Virginia Attorney General Ken Cuccinelli and the Democratic-led Fairfax County Board of Supervisors teamed up in July to file a lawsuit against the EPA, arguing the agency exceeded its authority under the Clean Water Act by requiring that the county control the flow of water itself in order to manage sediment discharges and would divert public funds away from more effective projects to restore Accotink Creek and other waterways.

However, the EPA argues that water itself can be regulated as a pollutant if there is an overabundance of it. the agency also argues that water runoff is negatively impacting Accotink Creek, which it has the legal authority to protect.

The EPA’s legal filings say the plan lines up with the broader purposes of the Clean Water Act, which includes “reducing the water quality impacts of stormwater.”

“There is no possibility of homes being removed in this process,” said Simon Rosenberg, founder of the New Democrat Network, adding that Cuccinelli’s claim was an “overstatement.”

However, Cuccinelli and Fairfax County say the EPA’s plan is “illegal,” and also argue that the agency’s plan requires state and local officials to “take people’s houses, evict them, knock the houses down and plant grass.”

“EPA is literally treating water itself — the very substance the Clean Water Act was created to protect — as a pollutant,” according to the lawsuit.
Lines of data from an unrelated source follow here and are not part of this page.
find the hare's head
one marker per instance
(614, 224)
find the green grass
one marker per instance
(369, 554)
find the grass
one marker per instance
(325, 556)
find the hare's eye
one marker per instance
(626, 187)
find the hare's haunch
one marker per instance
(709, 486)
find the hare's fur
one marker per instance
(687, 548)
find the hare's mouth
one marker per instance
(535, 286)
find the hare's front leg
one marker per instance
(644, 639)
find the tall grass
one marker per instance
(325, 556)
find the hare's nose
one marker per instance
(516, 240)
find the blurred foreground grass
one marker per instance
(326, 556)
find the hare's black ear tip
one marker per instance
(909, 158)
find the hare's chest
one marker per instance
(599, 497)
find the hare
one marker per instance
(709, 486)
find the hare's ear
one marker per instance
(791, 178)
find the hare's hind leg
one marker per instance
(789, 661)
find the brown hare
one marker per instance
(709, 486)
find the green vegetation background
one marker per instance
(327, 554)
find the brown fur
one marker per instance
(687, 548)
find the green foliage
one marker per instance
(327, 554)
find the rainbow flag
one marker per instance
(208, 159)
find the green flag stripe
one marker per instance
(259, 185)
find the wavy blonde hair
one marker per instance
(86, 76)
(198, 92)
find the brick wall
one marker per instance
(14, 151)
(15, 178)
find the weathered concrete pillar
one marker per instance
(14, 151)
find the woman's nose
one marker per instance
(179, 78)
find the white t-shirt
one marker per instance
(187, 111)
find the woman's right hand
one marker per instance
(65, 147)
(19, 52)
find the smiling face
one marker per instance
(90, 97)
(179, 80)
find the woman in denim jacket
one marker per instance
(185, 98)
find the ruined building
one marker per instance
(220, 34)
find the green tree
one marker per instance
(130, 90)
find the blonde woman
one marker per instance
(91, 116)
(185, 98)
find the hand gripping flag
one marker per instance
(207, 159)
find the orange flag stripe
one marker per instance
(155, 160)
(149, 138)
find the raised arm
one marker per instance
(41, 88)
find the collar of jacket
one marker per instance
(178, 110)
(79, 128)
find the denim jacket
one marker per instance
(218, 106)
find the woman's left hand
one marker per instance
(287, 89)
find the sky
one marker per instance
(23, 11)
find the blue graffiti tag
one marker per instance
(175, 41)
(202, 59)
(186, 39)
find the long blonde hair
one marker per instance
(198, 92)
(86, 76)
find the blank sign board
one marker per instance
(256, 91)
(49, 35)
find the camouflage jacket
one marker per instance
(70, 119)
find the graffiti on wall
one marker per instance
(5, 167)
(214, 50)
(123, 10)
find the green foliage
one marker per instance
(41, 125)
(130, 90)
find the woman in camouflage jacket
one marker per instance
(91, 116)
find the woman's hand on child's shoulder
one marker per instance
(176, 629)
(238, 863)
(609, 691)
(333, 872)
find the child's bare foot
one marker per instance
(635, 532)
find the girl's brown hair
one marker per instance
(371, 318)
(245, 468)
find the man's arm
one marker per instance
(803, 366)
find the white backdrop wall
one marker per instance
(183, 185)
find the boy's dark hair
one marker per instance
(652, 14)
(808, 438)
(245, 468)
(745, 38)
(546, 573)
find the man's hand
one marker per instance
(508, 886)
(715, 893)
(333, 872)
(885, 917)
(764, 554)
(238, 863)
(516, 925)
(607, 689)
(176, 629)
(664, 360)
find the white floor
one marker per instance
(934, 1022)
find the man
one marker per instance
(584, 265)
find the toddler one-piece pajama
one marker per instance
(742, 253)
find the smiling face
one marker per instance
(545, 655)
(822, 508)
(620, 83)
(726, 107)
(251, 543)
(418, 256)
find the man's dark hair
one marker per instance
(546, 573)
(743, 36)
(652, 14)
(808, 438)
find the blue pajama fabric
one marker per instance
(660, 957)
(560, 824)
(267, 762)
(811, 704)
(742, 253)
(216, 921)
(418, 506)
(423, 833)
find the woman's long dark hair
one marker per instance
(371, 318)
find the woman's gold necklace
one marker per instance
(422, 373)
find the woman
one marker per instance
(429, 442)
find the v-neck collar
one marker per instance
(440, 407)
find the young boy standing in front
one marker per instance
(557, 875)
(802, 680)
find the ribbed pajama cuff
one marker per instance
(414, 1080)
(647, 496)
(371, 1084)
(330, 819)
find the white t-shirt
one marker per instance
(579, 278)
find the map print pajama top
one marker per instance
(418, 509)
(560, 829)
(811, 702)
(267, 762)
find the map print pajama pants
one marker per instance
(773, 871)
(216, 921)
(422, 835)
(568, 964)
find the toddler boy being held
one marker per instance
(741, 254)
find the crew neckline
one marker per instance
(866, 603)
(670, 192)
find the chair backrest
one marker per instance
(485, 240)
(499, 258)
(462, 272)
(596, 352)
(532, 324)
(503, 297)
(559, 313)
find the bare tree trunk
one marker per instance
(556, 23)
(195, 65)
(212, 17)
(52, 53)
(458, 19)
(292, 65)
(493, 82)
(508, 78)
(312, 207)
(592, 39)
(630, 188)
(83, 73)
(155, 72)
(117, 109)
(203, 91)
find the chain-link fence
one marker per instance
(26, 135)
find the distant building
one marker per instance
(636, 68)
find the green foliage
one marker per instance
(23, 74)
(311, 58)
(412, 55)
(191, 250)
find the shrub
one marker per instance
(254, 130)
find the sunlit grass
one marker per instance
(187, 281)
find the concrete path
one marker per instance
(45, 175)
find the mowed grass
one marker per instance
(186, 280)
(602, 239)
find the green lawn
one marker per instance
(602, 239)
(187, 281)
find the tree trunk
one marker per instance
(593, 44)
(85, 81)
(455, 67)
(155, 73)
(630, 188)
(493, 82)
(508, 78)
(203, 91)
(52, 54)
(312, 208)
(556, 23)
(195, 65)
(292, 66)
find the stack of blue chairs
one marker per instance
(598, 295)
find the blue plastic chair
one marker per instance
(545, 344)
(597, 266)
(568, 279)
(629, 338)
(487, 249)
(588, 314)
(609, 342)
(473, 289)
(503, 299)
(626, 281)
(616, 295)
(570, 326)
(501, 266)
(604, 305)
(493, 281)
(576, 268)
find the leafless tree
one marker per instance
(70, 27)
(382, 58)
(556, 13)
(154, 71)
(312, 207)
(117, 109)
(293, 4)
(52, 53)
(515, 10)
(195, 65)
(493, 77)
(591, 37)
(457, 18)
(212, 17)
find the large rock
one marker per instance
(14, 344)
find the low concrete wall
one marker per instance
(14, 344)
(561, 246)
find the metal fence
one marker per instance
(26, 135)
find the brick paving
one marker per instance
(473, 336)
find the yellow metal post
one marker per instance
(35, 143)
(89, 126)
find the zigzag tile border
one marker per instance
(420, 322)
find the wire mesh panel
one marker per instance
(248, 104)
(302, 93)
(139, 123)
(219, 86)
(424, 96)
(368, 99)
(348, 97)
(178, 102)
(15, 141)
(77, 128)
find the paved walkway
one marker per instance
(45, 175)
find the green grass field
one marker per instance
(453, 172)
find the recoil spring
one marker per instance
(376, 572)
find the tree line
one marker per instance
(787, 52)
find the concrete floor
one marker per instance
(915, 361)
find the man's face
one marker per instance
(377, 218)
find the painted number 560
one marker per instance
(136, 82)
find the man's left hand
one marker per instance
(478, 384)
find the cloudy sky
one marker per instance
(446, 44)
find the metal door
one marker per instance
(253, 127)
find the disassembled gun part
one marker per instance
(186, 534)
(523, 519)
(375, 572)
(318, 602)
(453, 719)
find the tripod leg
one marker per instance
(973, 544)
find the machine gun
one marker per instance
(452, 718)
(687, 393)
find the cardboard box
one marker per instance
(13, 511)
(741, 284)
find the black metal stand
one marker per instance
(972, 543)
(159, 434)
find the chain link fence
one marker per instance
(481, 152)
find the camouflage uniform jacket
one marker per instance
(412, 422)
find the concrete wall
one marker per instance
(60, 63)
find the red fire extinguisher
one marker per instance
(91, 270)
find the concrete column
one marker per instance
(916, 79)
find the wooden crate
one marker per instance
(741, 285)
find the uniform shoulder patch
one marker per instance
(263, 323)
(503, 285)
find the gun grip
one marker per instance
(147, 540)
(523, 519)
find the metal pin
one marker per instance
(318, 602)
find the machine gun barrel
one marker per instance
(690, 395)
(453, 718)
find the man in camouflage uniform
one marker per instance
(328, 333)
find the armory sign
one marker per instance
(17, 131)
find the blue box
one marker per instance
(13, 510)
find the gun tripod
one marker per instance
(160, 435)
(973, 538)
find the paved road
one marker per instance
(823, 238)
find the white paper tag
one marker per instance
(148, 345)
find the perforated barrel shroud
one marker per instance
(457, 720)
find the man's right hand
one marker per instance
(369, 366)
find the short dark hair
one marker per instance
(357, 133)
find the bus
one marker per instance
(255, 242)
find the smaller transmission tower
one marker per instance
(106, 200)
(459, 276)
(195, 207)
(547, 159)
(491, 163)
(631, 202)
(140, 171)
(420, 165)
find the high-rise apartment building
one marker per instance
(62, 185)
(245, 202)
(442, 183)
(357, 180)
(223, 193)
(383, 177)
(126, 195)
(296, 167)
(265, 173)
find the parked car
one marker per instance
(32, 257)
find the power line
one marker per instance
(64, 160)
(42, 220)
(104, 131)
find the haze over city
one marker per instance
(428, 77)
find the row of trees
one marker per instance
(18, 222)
The EPA’s proposed water flow reductions would require the Virginia Department of Transportation to obtain significant amounts of private property for new stormwater facilities and require state and county officials to regulate stormwater runoff from private property beyond their control, reports the Washington Post.

“It’s about putting aside politics and doing the right thing for Fairfax County,” said Republican Supervisor Pat S. Herrity. “Any kind of expansion in the Accotink watershed would have become prohibitively expensive because of what you would have to do with storm-water management.”